In Tonga, each humpback contributed about US$1 million to the country's economy during its lifetime.
Whale-watching industries were developing in Samoa, Niue, French Polynesia, the Cook Islands, Samoa and Fiji.
"These humpback populations are small and hunting will put them in serious jeopardy. If they die, this economic lifeline for Pacific nations dies with them."
Although commercial whaling was banned in 1986, the Japanese whaling fleet have travelled to the protected waters of the Southern Ocean Whale Sanctuary each year to hunt whales for their scientific research programme.
Mr Maka said humpback whales were taken to the brink of extinction in the South Pacific in the 1950s and 1960s.
Most of the 45,000 humpbacks taken on their Antarctic feeding grounds by the illegal whaling operations of the former Soviet Union during the 1960s were from South Pacific breeding grounds.
Mr Maka said a delegation of community leaders intended to travel to Wellington next week to present the Japanese ambassador with a diplomatic letter of protest and share their concerns about the consequences for New Zealand and Pacific tourism if Japanese whaling fleets carried out their plan to hunt humpbacks.
Mark Orams, a marine scientist, said it was of particular concern that the Japanese were adding 50 humpbacks and 50 fin whales to the kill.
Dr Orams said that in the past they had concentrated on the more abundant minke whales.

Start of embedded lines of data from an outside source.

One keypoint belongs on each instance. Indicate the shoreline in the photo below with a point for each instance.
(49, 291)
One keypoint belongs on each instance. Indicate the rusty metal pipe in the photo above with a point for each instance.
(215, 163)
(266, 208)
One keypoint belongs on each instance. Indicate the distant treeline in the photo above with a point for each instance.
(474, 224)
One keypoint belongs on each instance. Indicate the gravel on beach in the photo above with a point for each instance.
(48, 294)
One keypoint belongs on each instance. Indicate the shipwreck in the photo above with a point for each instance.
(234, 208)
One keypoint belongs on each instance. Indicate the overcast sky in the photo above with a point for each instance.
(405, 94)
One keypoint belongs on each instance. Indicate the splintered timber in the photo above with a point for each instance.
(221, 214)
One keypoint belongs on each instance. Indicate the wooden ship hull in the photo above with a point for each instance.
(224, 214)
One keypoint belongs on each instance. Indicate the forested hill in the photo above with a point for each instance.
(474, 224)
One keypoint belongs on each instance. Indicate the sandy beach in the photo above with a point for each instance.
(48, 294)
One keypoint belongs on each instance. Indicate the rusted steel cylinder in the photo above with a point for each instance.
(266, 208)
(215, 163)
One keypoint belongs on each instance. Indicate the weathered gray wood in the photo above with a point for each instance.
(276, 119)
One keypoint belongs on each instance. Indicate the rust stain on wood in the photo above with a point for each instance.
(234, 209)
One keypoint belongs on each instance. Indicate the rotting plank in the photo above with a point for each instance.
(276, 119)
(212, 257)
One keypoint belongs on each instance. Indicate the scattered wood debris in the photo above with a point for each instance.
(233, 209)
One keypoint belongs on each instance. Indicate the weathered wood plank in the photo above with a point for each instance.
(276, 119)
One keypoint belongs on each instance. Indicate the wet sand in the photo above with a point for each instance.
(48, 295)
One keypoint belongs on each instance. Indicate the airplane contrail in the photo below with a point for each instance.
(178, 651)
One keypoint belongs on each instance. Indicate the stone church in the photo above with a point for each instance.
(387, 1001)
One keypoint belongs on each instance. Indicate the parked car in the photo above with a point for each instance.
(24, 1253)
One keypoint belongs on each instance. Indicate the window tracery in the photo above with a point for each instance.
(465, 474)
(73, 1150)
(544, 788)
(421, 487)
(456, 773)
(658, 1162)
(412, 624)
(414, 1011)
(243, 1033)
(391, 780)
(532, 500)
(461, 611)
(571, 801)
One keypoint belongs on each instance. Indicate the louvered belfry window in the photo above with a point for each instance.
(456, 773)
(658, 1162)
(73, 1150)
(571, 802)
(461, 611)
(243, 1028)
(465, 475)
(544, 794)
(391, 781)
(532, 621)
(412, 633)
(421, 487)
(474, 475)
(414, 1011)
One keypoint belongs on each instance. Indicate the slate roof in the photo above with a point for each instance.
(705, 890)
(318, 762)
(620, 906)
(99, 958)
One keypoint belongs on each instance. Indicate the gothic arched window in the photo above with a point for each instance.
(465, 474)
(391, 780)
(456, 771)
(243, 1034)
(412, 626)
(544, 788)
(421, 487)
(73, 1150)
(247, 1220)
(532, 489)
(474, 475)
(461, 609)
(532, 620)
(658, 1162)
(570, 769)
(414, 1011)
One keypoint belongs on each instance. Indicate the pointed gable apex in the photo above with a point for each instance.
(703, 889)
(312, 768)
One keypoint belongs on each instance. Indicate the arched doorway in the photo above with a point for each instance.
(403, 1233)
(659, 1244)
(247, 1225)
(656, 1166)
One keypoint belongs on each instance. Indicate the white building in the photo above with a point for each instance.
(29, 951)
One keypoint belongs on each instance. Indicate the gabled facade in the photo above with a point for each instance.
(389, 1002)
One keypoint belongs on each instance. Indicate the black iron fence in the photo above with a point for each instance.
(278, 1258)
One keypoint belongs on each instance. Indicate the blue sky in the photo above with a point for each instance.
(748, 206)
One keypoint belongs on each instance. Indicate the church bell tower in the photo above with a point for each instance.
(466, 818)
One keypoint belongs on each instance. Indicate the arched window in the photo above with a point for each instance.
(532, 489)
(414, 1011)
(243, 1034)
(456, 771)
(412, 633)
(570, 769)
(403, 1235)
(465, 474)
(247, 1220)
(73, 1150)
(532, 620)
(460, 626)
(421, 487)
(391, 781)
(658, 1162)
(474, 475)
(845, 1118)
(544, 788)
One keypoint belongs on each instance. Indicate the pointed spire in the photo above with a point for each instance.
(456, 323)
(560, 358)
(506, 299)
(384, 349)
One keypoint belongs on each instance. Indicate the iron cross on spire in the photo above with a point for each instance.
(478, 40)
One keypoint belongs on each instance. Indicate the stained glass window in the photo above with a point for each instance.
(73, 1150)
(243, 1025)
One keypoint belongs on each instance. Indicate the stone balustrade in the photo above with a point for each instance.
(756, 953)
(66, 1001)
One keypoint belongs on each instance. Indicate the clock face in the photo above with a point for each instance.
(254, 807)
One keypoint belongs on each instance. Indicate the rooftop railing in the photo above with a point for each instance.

"The Japanese plan to kill 50 humpbacks has the potential to impact the recovery of the population and to reduce the potential of whale-watch operators to reliably sight humpbacks in their local waters."
Japan says it has a right to hunt whales due to their historical and cultural connections as a source of food.
"However, the whales they propose to kill in the Southern Ocean have no connection with Japan as a nation," Dr Orams said. "They are Southern Hemisphere humpbacks that spend their lives feeding in the Southern Ocean, migrating up the coasts of Southern Hemisphere nations [like Australia and New Zealand] and mating, calving and raising their young in the warmer tropical waters, like those surrounding Pacific Island nations."
Dr Orams said many Pacific peoples rightly viewed the humpbacks as their taonga that came to their nations as part of a regular, natural cycle.
* The protest rally, Safe Journey, Let the Humpback Live, tomorrow, Manukau Square, Manukau City, 12-2pm.